The bill reads in part:
In considering the use of anesthesia for invasive medical procedures performed on the fetus, evidence has concluded that from as early as 12 weeks and certainly by 15 weeks gestational age on ward, the fetus is extremely sensitive to painful stimuli, making it necessary to apply adequate analgesia and anesthesia to prevent fetal suffering.
Consequently, there is substantial medical evidence that an unborn child is capable of experiencing pain at least by 15 weeks gestational age, if not earlier. Abortion carries significant physical and psychological risks to the pregnant woman, and these physical and psychological risks increase with gestational age.

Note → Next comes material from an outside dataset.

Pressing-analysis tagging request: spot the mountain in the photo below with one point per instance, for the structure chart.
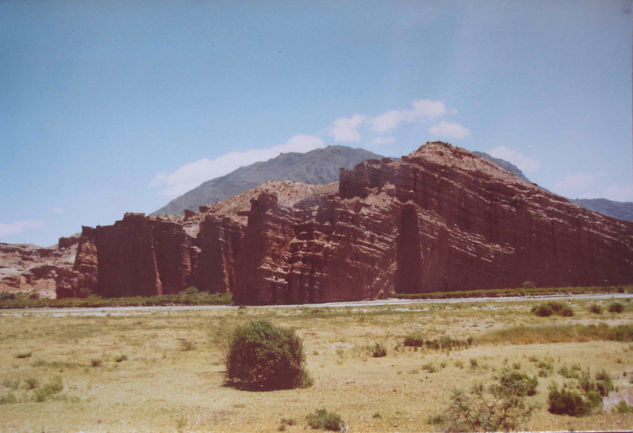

It also points out that most abortions occurring at that point are dismemberment abortions “which involve the use of surgical instruments to crush and tear the unborn child apart before removing the pieces of the dead child from the womb.”
Sen. Lindsey Graham (R-SC) is introducing an “identical bill” in the Senate as well, as Breitbart News reported:
“Should we as a nation be aborting babies that can feel excruciating pain from an abortion?” he said, laying out his case for something to be done at the federal level. Such a proposal, he said, should say that after 15 weeks, there should be no abortion on demand except in cases of rape, incest, or to save the life of the mother.
If America adopted such a bill, the country would actually “be in the mainstream of most everybody else in the world,” Graham continued, adding that he chose 15 weeks because “the science tells us that the nerve endings are developed to the point that the unborn child feels pain.”
While states have the ability to create their own standards following the Supreme Court overturning Roe v. Wade, Graham said lawmakers in Washington have the ability “to speak on this issue if we choose.”
A May Fox poll found that most Americans support banning abortion in their state after 15 weeks of pregnancy, and a July Harvard poll found that 72 percent believe abortion should be illegal after 15 weeks as well.